Nuestro Señor nos manifiesta que es necesario acercarse a recibir el alimento eucarístico con las almas bien preparadas; pues Él mismo, antes de dar a sus Apóstoles el Sacramento, no obstante de estar ya limpios, les lavó los pies (Jn. 13 5.), enseñándonos a acercarnos a este Sacramento con gran pureza de conciencia. Así como aprovecha mucho recibir este Sacramento con buenas disposiciones, siendo causa de vida eterna, también daña mucho el recibirlo con malas, siendo causa de ruina eterna.

El pecador, al trasgredir voluntariamente la ley divina en materia grave, renuncia a la amistad con Dios poniéndose de espaldas a Él como fin último sobrenatural. El pecado mortal se opone diametralmente a la caridad y por eso la destruye totalmente. El pecado mortal nos vuelve enemigos de Dios.

«Como el cuerpo muere cuando le falta el alma, así el alma muere cuando pierde a Dios. Y hay una diferencia: la muerte del cuerpo sucede necesariamente; pero la del alma es voluntaria» (In Ioannis 41,9-12; cf. Rm 7,24-25).

Enseña Santo Tomás de Aquino respecto a la comunión:

No todas las medicinas son buenas para todas las enfermedades. Porque una medicina que se da a quienes se han librado de la fiebre para fortalecerles, dañaría a los que tienen fiebre todavía. Pues así, el bautismo y la penitencia son como medicinas purgativas, que se suministran para quitar la fiebre del pecado. Mientras que este sacramento es una medicina reconfortante, que no debe suministrarse más que a los que se han librado del pecado.

Por lo tanto, el pecado mortal es la muerte para la vida de la gracia y para la caridad. Y no puede comulgar con Dios quien voluntariamente se ha apartado de Él. 

Pero no solo no tienen los réprobos problema con la comunión de los pecadores públicos – no solo los divorciados vueltos a casar, también los políticos que promueven las leyes del aborto o de la eutanasia – sino que tampoco tienen reparos en que comulguen paganos, ateos, budistas, protestantes o musulmanes. ¡Que comulguen todos! ¡Venga, alegría!

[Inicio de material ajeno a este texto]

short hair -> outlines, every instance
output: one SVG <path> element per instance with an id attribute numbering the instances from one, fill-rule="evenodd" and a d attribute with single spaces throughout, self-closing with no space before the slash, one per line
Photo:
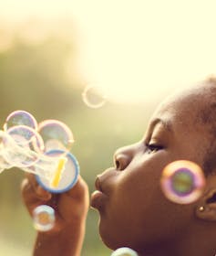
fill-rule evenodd
<path id="1" fill-rule="evenodd" d="M 210 77 L 204 80 L 210 93 L 207 104 L 198 113 L 201 125 L 207 127 L 210 144 L 203 158 L 203 172 L 206 176 L 216 174 L 216 78 Z M 209 88 L 208 88 L 209 87 Z"/>

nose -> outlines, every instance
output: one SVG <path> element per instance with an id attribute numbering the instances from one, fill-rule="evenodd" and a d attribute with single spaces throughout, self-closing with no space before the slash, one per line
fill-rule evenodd
<path id="1" fill-rule="evenodd" d="M 124 170 L 129 165 L 133 156 L 134 148 L 132 145 L 118 149 L 114 154 L 114 164 L 117 170 Z"/>

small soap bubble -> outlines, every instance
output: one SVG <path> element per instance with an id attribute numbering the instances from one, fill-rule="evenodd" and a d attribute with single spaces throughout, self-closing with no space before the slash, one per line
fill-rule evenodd
<path id="1" fill-rule="evenodd" d="M 111 256 L 139 256 L 139 255 L 132 249 L 128 247 L 122 247 L 113 251 Z"/>
<path id="2" fill-rule="evenodd" d="M 197 164 L 180 160 L 169 164 L 163 169 L 160 185 L 164 195 L 170 201 L 190 204 L 201 196 L 205 177 Z"/>
<path id="3" fill-rule="evenodd" d="M 44 140 L 46 152 L 52 149 L 70 150 L 74 143 L 70 129 L 57 120 L 41 122 L 38 125 L 38 133 Z"/>
<path id="4" fill-rule="evenodd" d="M 6 131 L 10 127 L 16 125 L 26 125 L 32 129 L 37 128 L 37 123 L 35 117 L 25 111 L 15 111 L 10 113 L 4 124 L 4 130 Z"/>
<path id="5" fill-rule="evenodd" d="M 13 126 L 9 128 L 6 133 L 19 146 L 28 147 L 35 152 L 42 152 L 44 150 L 44 142 L 42 137 L 36 130 L 28 126 Z"/>
<path id="6" fill-rule="evenodd" d="M 82 93 L 82 99 L 89 108 L 100 108 L 107 101 L 105 89 L 98 85 L 87 85 Z"/>
<path id="7" fill-rule="evenodd" d="M 44 142 L 36 130 L 17 125 L 9 128 L 5 134 L 2 154 L 10 165 L 24 167 L 37 161 L 38 153 L 44 150 Z"/>
<path id="8" fill-rule="evenodd" d="M 55 225 L 55 210 L 49 206 L 42 205 L 33 211 L 33 224 L 36 230 L 46 232 Z"/>

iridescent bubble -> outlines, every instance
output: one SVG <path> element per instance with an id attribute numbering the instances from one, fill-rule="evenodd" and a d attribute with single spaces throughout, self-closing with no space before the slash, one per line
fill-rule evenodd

Dice Santo Tomás de Aquino

Pero pesa más el impedimento que va contra la caridad misma que contra su fervor. Por eso, el pecado de incredulidad, que separa radicalmente al hombre de la unidad de la Iglesia, hablando en absoluto, es el que hace al hombre más inepto para recibir este sacramento, que es el sacramento de la unidad de la Iglesia, como ya se dijo. De donde se deduce que peca más gravemente el infiel que recibe este sacramento que el pecador fiel; el infiel, además, ultraja más a Cristo, presente en este sacramento, muy especialmente si no cree que Cristo está verdaderamente presente en él, porque, en lo que de él depende, disminuye la santidad de este sacramento y la virtud de Cristo que opera en él, que es ultrajar el sacramento en sí mismo. Sin embargo, el fiel que comulga con conciencia de pecado no ultraja este sacramento en sí mismo, sino en su uso, por recibirlo indignamente. (Suma Teológica III Qu.80).

Para los impíos, el pan consagrado es solo un símbolo, una metáfora. Representa para ellos la solidaridad, la fraternidad universal de todos los hombres de cualquier raza, sexo o religión. La comunión es el símbolo del compartir: cuando todos ponemos lo que tenemos a disposición de los demás, hay suficientes recursos para que todos coman y todavía sobran (así interpretan de forma naturalista la multiplicación de los panes y los peces).